Shortly after I had put the boys on the tire swing, I looked over and noticed two girls standing in front of it. I watched as they got closer and closer until they were standing close enough to touch the boys. The one might have been nine and the other was around five or six. They stood there with their arms crossed, obviously waiting for a turn on the tire swing with about as much attitude as possible. I heard one of them say, "We're standing right here." As if my boys would have any idea what she meant by that sarcastic remark. They just continued to spin, happy as larks.

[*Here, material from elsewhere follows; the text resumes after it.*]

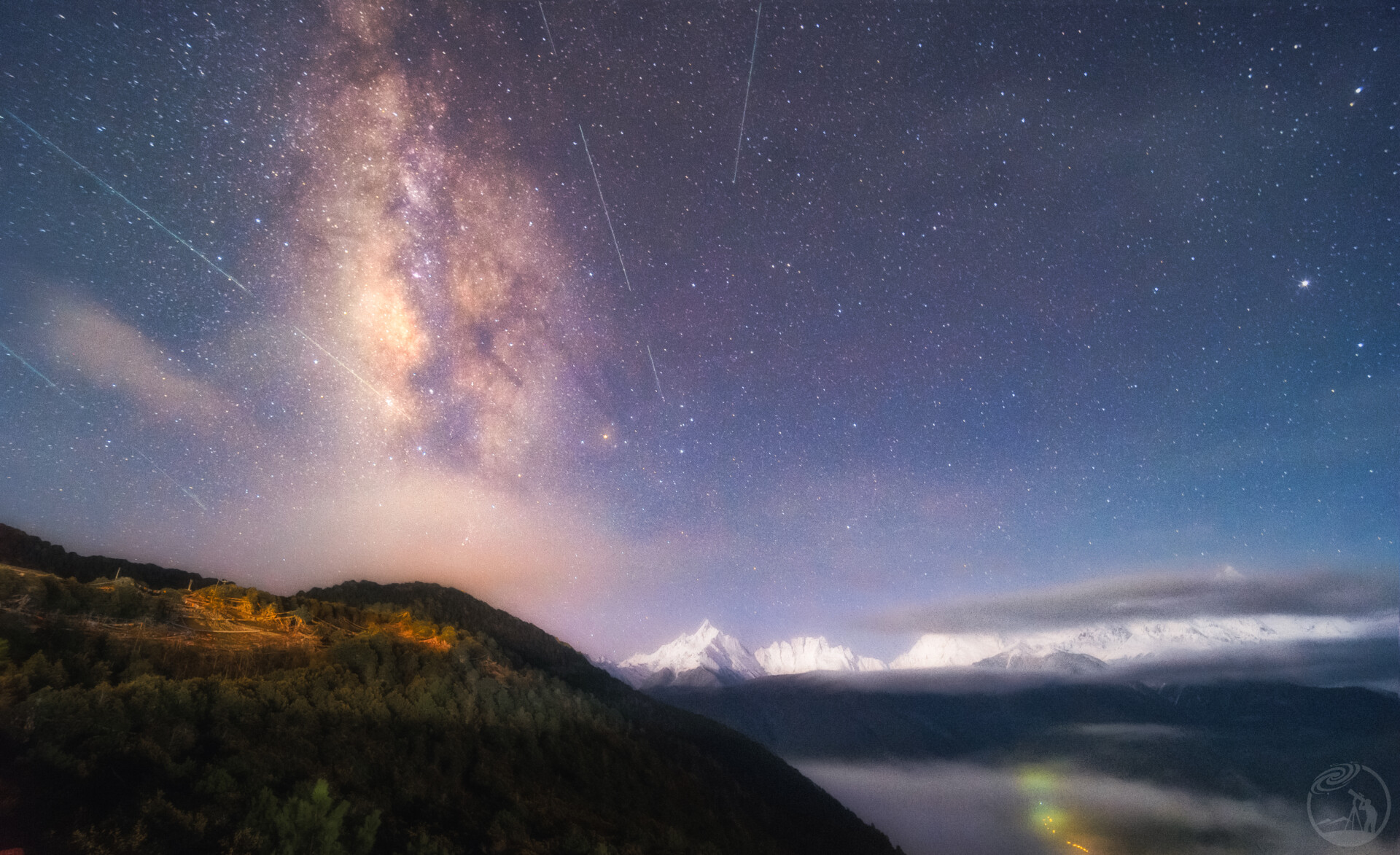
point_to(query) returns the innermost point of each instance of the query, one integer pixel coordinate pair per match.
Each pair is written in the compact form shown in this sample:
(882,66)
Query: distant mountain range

I decided it might be time for me to intervene so I walked over to the swing and let the girls know that my boys weren't finished yet with their turn but that they (the girls) could get on as soon as they were done. The six year old, who still had her arms crossed over her chest, looked at me and said, "We've been waiting a long time." And, I kid you not, she rolled her eyes. At that point I felt it necessary to inform her that she had only been waiting for about a minute and that she could continue to wait until they were done. I really, really wanted to push the boys some more just to make her, and her little snarky attitude, wait even longer but, to my dismay, Jem announced that they were finished about 30 seconds later. The boys wiggled out of the tire and ran off. I let the girls know that they could have their turn and also let them know that they could work on being patient. (I know. I just couldn't help myself.)

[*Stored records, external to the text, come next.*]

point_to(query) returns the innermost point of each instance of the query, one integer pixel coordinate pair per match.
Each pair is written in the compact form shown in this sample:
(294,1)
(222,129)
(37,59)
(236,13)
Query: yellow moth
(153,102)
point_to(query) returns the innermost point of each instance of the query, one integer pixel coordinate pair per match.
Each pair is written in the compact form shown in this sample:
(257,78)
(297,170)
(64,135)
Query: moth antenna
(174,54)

As I was walking back over to where Caia was sitting, the younger one was trying to get onto the swing and having a tough time. She looked over at me and said, "It's hard to get on this swing." And that is when I became the horrible lady who doesn't put a kid on a swing. Instead I just looked at her and said, "Yeah, it is." And even that wasn't enough for her. Once she managed to get herself onto the swing with her friend she looked at me again and said, "We could use a push over here." It was another one of those "are you kidding me" moments. Was this little six year old really going to ask me to push her on the tire swing after she was rude and disrespectful to me not even a minute prior? No freaking way was that going to happen! She didn't even ask me. It was more of an order or a command. And my own inner six year old came out and said, "Well, you're not getting one from me." Actually, I wanted to say much worse to her like, "You're awful!" or "I'm glad you aren't my kid." I wisely kept my mouth in check and just allowed the moment to make me thankful that I have worked so hard with my kids on being respectful of others. Does it always go the way I want? Of course not. But I can't imagine my children ever speaking to an adult that way. I'm sure it will happen at some point and I can only hope that I am there to put a stop to it and correct the behavior.

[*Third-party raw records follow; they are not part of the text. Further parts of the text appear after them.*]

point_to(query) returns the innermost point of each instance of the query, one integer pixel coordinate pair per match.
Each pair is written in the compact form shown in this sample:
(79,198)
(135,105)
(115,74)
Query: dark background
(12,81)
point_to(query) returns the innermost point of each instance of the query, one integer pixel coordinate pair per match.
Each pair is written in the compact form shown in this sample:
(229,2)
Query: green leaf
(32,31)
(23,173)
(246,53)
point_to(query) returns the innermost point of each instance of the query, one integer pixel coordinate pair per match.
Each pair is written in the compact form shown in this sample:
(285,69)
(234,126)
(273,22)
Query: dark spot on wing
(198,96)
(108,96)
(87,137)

I did learn one great lesson from our day at the park. If you are feeling discouraged about your kids, just go somewhere and watch other people's kids for a while. You will undoubtedly come across some sort of horrible behavior that you would never allow and you'll suddenly feel like a superstar parent. Right up until the moment when it's time to leave and one of your sweet little angels has to be carried to the car kicking and screaming. But at least that will make some other stressed out mom feel better about herself and her kids. It's a cycle and we're all in it together.